Grey Gardens, Directed by Albert and David Maysles
Portrait Films, February 19, 1976 (US)
Starring: Edith (Big Edie) Bouvier Beale and Edith (Little Edie) Bouvier Beale
We’re stuck, trapped in an endless state of imaginary transition.
Edith (Little Edie) Bouvier Beale: I think my days at Grey Gardens are limited.
Afloat in the current, we believe in a now that never quite is.
Little Edie: It’s very difficult to keep the line between the past and the present. You know what I mean? It’s awfully difficult.
Old pictures stumbled upon—searched for—may be vanity’s cruelest daggers or else proof positive that time stands still. At heart, we are forever young. And so we refuse the photo’s subliminal innuendos: suggestions that our best days are behind us.
Little Edie: Do you think I’m gonna look funny dancing?
Albert and David Maysles: No.
Little Edie: I do terrific dances!
We are stuck like dirty rotting dilapidated old driftwood on the banks of an unforgiving sea, waiting to float back out with the tide.
Little Edie: I can’t stand being in this house. In the first place, it makes me terribly nervous. I’m scared to death of doors, locks, people roaming around in the background, under the trees, in the bushes, I’m absolutely terrified.
The intimacy is painfully absolute. And as crazy as it gets (and it gets) the strangest sensation is not of a voyeuristic bent but instead something more frightening. If we exercise honest introspection, perhaps a closer examination might reveal a little of ourselves inside the disrepair, along the stained walls, or within the cracks in the floorboards. Maybe there are a few raccoons or other unmentionables in our own attics inside our own Grey Gardens and own delusions, and maybe we too are drawn to the very same shores to stand at the brink as conquering heroes, half admiring / half taunting the sea that has not yet claimed us. We may even give in to the belief that our days in Grey Gardens are also limited.
Little Edie: He might as well leave right now, ’cause he’s never gonna get it. So that’s it.
Edith (Big Edie) Bouvier Beale: Get what? Sex with you?
Little Edie: What he’s after!
Big Edie: He doesn’t want any sex with you.

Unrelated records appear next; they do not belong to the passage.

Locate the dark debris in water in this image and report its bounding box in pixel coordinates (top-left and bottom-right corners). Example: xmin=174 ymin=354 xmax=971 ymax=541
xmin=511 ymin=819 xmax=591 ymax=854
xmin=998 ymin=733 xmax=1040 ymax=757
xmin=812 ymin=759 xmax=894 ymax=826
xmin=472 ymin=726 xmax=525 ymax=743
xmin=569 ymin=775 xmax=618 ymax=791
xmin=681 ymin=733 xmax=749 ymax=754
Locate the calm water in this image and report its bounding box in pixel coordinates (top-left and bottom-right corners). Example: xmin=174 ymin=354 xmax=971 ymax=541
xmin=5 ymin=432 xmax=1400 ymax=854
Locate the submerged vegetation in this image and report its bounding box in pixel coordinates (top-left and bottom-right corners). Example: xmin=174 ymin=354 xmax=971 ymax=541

Little Edie: That’s all they’re after.
Big Edie: An old person like you?
Little Edie: That’s all they’re after. So why don’t you tell him right now? You should tell him right now so I’m not bothered by him.
The pages turn. When did we stop living in summer? When did we start loving the fall? Things are dying all around us.
Big Edie: Will you shut up? It’s a goddamn beautiful day, shut up!
Sing instead, and dance to trace the lines from present and past, to bring the pictures back to life, the summer vacations where we swam forever in a moment, our moment, leaping from houseboat roofs straight up into the Kentucky sky before falling back down into the cool pure blue of Lake Cumberland.
It is easier to trace your way back to the past if you never left it behind at all.